Sul futuro: “Allenare la Roma? A chi non piacerebbe, la Roma piace a tutti, è come la Nazionale. Si tratta di una grande piazza ma che ha già un grande allenatore come Ranieri. Sarebbe un orgoglio ma è difficile prevedere il futuro.”.
Sulla sua storia con l’Atalanta: “Ora sono concentrato sulle prossime 9 partite, ma tutto ha un inizio e una fine“.
Sull’aver vinto l’Europa League con l’Atalanta: “Si tratta di un traguardo straordinario, impensabile alla vigilia.
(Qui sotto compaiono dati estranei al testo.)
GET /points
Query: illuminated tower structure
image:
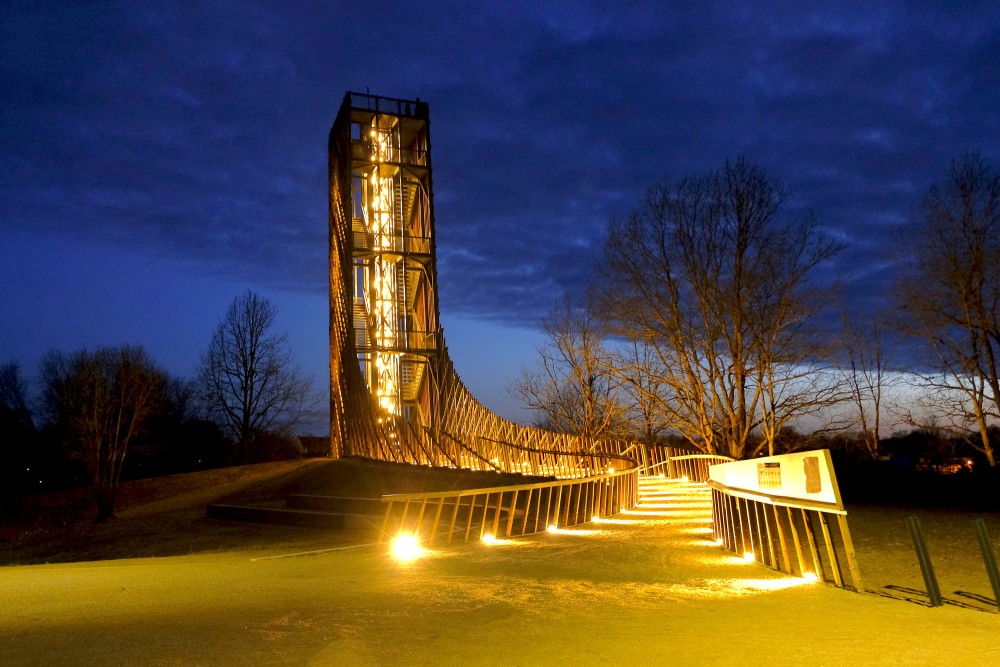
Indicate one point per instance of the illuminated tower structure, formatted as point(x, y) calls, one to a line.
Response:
point(394, 393)
point(380, 175)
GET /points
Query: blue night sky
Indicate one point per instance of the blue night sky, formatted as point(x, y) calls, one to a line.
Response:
point(158, 158)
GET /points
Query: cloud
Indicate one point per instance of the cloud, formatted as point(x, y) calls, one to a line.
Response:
point(198, 131)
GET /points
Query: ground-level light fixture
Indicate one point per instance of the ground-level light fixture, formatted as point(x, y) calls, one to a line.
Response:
point(406, 547)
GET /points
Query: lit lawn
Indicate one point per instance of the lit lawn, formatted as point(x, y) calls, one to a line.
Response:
point(647, 589)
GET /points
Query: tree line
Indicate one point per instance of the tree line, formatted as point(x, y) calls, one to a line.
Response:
point(101, 416)
point(712, 322)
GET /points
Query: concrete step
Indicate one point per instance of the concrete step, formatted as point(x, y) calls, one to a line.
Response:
point(275, 515)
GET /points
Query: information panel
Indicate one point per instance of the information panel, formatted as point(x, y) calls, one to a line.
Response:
point(802, 476)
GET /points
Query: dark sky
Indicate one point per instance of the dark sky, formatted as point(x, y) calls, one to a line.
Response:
point(160, 157)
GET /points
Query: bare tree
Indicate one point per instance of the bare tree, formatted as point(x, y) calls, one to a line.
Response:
point(952, 297)
point(573, 388)
point(867, 377)
point(705, 273)
point(14, 412)
point(637, 368)
point(99, 402)
point(247, 379)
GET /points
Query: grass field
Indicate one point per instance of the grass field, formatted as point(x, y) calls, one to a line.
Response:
point(650, 591)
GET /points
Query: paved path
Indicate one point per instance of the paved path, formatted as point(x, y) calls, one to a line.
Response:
point(644, 588)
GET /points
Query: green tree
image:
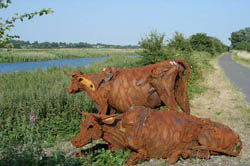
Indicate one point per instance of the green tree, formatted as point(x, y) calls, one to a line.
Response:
point(240, 39)
point(153, 48)
point(180, 43)
point(202, 42)
point(8, 24)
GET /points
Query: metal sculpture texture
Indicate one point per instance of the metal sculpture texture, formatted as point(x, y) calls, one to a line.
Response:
point(150, 86)
point(149, 133)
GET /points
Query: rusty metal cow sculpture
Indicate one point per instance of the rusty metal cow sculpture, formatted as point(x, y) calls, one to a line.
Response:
point(149, 86)
point(152, 133)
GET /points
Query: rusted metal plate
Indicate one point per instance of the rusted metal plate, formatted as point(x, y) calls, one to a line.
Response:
point(150, 86)
point(159, 134)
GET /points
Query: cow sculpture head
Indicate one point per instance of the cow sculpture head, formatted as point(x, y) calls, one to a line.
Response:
point(219, 138)
point(91, 128)
point(90, 82)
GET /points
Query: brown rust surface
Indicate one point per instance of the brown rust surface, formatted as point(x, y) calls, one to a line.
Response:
point(149, 86)
point(149, 133)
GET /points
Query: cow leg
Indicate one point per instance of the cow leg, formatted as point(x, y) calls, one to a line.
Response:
point(174, 157)
point(111, 111)
point(165, 89)
point(181, 95)
point(135, 157)
point(101, 106)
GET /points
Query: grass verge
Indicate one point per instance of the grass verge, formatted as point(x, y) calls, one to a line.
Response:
point(42, 95)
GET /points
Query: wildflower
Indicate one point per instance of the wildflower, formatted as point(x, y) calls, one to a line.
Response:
point(32, 118)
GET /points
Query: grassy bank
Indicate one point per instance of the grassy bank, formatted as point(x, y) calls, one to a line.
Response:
point(43, 94)
point(28, 55)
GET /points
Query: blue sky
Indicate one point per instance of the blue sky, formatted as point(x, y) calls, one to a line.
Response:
point(126, 22)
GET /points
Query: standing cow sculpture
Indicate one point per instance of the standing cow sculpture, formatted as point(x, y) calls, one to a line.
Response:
point(151, 133)
point(150, 86)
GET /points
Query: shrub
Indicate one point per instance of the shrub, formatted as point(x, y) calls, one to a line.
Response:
point(202, 42)
point(243, 45)
point(237, 37)
point(179, 43)
point(153, 48)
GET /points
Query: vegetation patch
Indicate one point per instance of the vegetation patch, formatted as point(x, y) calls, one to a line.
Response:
point(37, 112)
point(28, 55)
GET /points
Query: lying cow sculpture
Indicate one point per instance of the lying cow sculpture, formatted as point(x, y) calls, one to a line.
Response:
point(149, 86)
point(149, 133)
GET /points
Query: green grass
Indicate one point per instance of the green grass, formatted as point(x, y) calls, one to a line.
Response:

Ma il nostro compito è anche quello di stravolgere l’ordinario“.
Sull’esonero di Motta: “Sono vicino umanamente a Thiago. Il calcio è uno sport di squadra ma se le cose vanno male paga l’allenatore. Il tecnico è sempre chiamato a far esprimere al meglio i propri calciatori ma se si affrontano periodi negativi viene esposto a una gogna mediatica che va oltre il suo ruolo di professionista. Dovremmo un po’ tutti riflettere su questo“.
Sul VAR: “Sì, sono stato alle volte polemico ma perché questo strumento per ora sta allontanando calciatori, allenatori e tifosi dalla percezione del calcio che ha avuto per 150 anni. Forse si sta ancora affrontando un periodo di rodaggio“.
Sulla Nazionale: “Bisogna ripartire dallo straordinario secondo tempo di ieri. E sono curioso di sapere cosa un tecnico di valore come Spalletti abbia detto ai calciatori nell’intervallo. Di una cosa sono certo: una rete come quella di Musiala di ieri non la subiremo più“.